Withal, it must be acknowledged that Clarke, in the high place he occupied, fulfilled, in every way, the trust reposed in him by Napoleon; and that during his command at Berlin, which occupied a year, he gave ample proof of his inflexible probity; and we may perhaps believe, that many of the accusations made against him were the echoes of those complaints which are naturally raised by the vanquished against the troops of the victor. Doubtless he would have received greater praise had he striven to please others more, and his master less. By the official collections of Schœll, we are informed that Vendomme one day wished to appropriate to himself the magnificent furniture in the palace of Potsdam, where he resided; but that Clarke, by his determined intervention, forced him to relinquish the idea.
Clarke was again named minister of war, vice Marshal Berthier, Duke of Neufchatel and Prince of Wagram. He acquitted himself with great credit during his administration, which was prolonged without interruption for several years; but it was marked by two remarkable episodes—the descent upon Walcheren in 1809, and the conspiracy of Mallet in 1812. But we ought previously to have mentioned that in 1808 Clarke had been ennobled by the title of Count Hunebourg, and in 1809 he was created Duc de Feltre, from a town in Venetian Lombardy.
The descent of the British upon Walcheren took Clarke by surprise; but seconded by Bernadotte and Fouche he collected, in less than five weeks, an army of 100,000 men, near the mouths of the Scheldt, to watch their operations; but the swamps of South Beveland, and the Walcheren fever, proved more deadly to the British troops than the bayonets of France.

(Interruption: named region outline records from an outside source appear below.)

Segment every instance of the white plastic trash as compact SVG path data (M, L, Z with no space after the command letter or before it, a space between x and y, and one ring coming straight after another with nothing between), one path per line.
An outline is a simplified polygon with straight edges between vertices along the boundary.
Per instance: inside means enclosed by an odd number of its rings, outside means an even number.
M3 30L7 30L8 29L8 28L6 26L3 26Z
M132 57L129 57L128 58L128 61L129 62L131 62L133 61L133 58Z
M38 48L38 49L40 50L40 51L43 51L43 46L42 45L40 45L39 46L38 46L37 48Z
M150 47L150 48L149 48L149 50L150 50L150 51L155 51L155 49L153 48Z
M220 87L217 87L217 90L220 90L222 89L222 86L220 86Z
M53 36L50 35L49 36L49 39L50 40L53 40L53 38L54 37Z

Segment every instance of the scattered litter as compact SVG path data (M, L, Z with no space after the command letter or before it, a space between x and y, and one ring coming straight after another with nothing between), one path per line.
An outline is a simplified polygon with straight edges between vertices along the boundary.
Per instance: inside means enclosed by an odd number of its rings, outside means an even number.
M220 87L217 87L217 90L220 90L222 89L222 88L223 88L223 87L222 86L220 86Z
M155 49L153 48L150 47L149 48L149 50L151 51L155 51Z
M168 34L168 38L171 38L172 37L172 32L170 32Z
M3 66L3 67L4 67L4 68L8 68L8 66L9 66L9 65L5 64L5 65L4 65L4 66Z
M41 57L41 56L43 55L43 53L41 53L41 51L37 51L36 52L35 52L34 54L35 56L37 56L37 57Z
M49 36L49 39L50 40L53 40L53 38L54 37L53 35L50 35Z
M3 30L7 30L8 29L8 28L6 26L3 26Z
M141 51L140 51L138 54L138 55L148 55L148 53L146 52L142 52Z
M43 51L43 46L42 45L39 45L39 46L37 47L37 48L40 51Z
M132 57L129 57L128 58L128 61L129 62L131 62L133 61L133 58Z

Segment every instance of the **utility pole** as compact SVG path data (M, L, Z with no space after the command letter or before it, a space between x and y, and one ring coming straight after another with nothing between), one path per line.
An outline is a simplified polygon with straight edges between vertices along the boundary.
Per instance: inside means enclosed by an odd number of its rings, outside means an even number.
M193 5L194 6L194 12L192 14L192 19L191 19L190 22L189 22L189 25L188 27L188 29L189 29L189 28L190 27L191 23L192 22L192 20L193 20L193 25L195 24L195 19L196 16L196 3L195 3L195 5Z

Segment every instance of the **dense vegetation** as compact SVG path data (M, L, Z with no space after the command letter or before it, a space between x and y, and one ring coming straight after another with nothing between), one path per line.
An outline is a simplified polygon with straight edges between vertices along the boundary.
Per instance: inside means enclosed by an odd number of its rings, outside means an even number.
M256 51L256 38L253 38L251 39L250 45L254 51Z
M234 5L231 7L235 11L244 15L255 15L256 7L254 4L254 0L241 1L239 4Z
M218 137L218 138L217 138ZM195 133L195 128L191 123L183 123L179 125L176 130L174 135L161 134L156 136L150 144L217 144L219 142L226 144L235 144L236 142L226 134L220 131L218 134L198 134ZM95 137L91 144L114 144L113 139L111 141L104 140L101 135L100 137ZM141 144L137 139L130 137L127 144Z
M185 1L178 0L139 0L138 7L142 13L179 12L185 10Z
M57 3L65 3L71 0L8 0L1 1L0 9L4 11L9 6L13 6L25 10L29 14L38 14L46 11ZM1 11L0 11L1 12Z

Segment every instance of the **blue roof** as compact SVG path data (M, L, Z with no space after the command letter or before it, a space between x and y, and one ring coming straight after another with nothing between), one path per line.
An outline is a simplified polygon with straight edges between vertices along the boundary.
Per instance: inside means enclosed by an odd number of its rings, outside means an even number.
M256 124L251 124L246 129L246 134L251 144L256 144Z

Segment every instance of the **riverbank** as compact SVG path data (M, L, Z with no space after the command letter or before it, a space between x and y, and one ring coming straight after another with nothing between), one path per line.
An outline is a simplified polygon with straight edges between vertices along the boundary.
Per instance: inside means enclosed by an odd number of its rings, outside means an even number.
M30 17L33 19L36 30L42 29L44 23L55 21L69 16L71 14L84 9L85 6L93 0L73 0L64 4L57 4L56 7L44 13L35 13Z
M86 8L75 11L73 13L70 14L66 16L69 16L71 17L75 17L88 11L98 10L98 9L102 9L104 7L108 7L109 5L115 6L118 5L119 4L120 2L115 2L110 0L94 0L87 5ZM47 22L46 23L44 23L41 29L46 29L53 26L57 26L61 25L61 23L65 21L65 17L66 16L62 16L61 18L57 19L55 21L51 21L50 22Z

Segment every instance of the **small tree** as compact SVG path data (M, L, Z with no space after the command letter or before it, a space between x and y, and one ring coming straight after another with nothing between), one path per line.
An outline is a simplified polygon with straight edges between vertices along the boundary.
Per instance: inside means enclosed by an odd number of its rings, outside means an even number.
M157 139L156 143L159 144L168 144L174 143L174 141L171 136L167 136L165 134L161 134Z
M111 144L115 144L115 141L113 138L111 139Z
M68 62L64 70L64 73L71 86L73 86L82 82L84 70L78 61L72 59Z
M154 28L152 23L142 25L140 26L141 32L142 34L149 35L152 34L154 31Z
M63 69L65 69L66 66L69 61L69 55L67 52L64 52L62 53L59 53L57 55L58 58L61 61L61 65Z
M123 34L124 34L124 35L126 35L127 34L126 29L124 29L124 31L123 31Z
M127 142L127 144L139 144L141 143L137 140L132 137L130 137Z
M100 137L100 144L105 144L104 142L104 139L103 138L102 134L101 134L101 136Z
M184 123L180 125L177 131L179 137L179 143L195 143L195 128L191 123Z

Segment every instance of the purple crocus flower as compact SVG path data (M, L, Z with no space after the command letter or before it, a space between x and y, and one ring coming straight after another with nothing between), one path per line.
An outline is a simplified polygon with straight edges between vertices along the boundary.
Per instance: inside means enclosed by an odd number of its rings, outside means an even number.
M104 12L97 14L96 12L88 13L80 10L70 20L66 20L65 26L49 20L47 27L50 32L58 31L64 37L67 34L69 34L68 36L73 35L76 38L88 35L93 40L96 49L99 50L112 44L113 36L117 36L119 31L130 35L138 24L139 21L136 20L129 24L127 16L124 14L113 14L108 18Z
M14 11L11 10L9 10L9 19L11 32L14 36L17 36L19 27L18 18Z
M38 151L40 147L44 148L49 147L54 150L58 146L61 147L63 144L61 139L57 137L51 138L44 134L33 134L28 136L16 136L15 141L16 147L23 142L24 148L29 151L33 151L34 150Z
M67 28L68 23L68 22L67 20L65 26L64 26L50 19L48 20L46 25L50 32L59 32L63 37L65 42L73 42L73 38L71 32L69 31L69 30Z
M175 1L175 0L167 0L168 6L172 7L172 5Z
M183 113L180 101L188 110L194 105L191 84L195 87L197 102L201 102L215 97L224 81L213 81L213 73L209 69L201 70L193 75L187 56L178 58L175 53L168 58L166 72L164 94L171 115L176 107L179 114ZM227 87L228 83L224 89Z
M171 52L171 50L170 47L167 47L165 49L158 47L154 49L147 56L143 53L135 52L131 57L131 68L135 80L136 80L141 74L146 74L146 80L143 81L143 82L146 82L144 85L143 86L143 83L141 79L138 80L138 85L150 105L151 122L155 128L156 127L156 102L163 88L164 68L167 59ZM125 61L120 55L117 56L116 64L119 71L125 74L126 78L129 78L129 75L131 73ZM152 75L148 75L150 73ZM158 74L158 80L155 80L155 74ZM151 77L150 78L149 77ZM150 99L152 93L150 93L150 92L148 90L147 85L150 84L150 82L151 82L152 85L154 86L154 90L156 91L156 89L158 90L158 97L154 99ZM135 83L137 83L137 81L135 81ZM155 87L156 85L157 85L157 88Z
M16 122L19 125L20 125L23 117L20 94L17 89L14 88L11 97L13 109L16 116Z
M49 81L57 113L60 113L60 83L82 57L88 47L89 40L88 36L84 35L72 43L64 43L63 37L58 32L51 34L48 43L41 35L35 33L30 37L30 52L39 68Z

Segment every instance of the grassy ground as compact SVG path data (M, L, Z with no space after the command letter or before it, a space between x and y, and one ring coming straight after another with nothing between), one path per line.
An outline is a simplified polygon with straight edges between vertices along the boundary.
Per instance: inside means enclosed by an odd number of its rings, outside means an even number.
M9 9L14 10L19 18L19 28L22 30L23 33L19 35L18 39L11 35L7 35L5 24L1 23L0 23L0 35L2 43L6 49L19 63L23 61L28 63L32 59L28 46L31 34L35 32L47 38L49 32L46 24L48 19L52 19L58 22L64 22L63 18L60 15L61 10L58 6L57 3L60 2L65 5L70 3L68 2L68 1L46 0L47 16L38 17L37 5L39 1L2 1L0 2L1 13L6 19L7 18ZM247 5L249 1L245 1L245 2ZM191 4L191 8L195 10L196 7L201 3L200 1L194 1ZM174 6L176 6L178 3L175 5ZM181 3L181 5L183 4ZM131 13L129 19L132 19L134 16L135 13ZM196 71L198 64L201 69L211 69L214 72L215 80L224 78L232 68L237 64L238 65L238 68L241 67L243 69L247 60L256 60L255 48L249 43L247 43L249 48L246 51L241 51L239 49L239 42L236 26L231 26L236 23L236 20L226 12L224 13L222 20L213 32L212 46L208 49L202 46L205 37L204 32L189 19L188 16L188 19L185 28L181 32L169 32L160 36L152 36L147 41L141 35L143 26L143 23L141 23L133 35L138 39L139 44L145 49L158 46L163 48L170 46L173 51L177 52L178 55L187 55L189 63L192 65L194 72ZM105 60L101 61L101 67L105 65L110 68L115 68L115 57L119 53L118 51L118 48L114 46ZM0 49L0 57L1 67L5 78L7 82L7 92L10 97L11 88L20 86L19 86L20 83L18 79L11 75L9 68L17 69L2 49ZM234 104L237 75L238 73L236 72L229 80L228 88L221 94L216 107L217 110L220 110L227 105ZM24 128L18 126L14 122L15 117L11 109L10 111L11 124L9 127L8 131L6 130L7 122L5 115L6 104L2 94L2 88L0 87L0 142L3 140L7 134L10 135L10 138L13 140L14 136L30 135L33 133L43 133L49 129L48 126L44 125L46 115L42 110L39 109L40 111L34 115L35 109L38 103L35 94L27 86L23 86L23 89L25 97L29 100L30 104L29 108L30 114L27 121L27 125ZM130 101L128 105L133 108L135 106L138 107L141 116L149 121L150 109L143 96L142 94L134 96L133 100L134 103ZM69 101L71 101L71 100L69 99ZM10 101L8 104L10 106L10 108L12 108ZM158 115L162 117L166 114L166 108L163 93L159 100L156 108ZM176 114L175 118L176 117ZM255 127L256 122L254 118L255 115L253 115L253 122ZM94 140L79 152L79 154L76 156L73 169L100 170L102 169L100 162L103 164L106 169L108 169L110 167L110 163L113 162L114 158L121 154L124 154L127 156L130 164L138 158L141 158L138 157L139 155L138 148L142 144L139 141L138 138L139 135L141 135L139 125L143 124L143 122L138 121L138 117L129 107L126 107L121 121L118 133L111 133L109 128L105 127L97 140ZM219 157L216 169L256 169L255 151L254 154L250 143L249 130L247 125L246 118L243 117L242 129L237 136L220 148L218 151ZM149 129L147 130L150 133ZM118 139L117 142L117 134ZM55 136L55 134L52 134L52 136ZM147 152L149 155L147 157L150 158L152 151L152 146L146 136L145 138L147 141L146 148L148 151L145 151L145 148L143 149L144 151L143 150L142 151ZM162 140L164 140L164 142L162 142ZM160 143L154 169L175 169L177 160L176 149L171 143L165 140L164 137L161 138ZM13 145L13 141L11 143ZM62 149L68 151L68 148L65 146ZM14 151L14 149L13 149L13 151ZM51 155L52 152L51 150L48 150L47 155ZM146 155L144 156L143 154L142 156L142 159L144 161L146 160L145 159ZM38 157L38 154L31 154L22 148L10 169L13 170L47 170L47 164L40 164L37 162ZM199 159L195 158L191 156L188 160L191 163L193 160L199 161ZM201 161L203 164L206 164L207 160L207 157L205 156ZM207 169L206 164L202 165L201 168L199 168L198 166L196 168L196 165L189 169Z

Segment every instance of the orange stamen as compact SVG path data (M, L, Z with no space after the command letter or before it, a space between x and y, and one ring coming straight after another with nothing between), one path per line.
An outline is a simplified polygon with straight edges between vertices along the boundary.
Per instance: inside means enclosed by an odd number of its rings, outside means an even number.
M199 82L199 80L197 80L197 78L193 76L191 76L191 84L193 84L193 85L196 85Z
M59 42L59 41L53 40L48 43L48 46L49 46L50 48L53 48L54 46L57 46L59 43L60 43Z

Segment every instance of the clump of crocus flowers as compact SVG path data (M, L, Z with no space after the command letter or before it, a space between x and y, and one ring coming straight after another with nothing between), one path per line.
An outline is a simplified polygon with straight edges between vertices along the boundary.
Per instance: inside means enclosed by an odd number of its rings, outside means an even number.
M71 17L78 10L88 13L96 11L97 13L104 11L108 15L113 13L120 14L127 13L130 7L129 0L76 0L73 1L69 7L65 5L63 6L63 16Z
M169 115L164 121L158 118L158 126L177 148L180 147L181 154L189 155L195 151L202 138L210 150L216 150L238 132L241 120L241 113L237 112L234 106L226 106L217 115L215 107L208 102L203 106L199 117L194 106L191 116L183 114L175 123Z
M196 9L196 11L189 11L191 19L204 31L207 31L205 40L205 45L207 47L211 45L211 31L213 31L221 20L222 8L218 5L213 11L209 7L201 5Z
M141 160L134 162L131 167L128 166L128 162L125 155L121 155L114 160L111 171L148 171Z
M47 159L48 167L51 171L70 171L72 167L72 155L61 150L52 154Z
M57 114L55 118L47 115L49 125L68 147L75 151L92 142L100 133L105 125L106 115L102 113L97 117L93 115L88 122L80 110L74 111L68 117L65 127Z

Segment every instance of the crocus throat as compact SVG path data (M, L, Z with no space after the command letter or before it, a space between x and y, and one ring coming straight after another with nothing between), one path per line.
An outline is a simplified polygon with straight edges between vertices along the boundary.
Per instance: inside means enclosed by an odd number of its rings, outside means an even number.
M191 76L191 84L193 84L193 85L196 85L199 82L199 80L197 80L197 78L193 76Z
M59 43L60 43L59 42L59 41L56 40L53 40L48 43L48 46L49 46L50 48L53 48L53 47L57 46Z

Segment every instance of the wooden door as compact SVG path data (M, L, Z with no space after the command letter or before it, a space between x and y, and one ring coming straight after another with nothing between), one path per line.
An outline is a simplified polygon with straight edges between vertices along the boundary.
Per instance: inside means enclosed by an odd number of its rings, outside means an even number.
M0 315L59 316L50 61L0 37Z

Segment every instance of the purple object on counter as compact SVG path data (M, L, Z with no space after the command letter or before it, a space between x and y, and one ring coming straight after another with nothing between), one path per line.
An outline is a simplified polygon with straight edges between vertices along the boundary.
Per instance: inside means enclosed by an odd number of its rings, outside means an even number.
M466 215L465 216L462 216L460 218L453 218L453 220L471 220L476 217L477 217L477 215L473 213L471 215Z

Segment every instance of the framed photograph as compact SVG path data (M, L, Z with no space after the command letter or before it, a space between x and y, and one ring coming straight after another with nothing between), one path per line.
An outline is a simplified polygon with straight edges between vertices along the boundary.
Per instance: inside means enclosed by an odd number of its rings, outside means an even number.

When Napoleon was absent on his disastrous Russian campaign, the unfortunate disturbance, or rather wild enterprise of the republican General Mallet, with his compatriots Guidal and Lahoire, placed Paris for some hours in the hands of an armed mob. The coolness and presence of mind exhibited by Clarke during this momentous crisis is above all common praise. Mallet forged an account of Bonaparte's death; and on obtaining twelve hundred men from the 10th cohort of the National Guard, made prisoners M. Pasquer and Savary, the Duke of Rovigo, and assailing General Hullin, Commandant of Paris, in his quarters, shot him through the head by a pistol-ball. Mallet led his party to seize Clarke as minister of war; but the plot was soon discovered, and Mallet was captured and disarmed. This finished his proposed reassertion of the Republic, and fourteen of his followers were put to death, while Clarke ordered the arrest of many others upon very slight suspicions. He then dispatched to Bonaparte a report, which displayed his own vigilance and acuteness in escaping the snare into which General Hullin, Colonel Soulier, Savary, and Pasquer had fallen so easily.
The excessive zeal of Clarke began to relax about the end of 1813, although his language always continued the same; thus, when Napoleon, acting under the pressure of his disasters in Russia, proposed to make a peace, and yield up some of his conquests, the Duc de Feltre, knowing how to touch one of the sensitive chords in his breast, said, "that he would consider the Emperor dishonoured if he consented to abandon the smallest village which had been united to the Empire by a senatorial decree!"
"What a fine thing it is to talk!" added old Bourienne.
Clarke's opinion, however, prevailed with Napoleon, and the war, so fatal to him, continued; though without doubt, in his secret soul, he had begun to see the exact and perilous position of the Emperor. Before the startling events of March, 1814, when the allies advanced upon Paris, and before the communications of Joseph had forced the determination of the Assembly, the acute Clarke had advised, very decidedly, the departure of Maria Louisa, who set out at once for Blois. The ostentatious language with which he accompanied this advice failed to deceive any one; but in spite of his efforts it was singularly cold and discouraging.
He commenced his oration by a vivid picture of the conflicting state of parties, and of the state of Paris and its environs; and his enemies accused him not only of exaggerating the dangers which menaced the capital, but of concealing its actual resources; but one fact is evident, Clarke was clearly and honestly of opinion that Paris was indefensible, and that to resist would be to destroy it! It is said that Bonaparte had a contrary opinion, though it was not then publicly avowed.
When once Maria Louisa had left Paris, Clarke, foreseeing its certain capitulation, did not take the necessary measures either to defend it or to check the progress of the allies. For three days he did not open the arsenals to the Parisians, nor would he allow them to transport the cannon from the Hôtel des Invalides, and the Ecole Militaire to the heights about the city; finally he clubbed all the troops of the line about Montmartre. "Posterity," says a recent writer, "will decide if these measures were correct."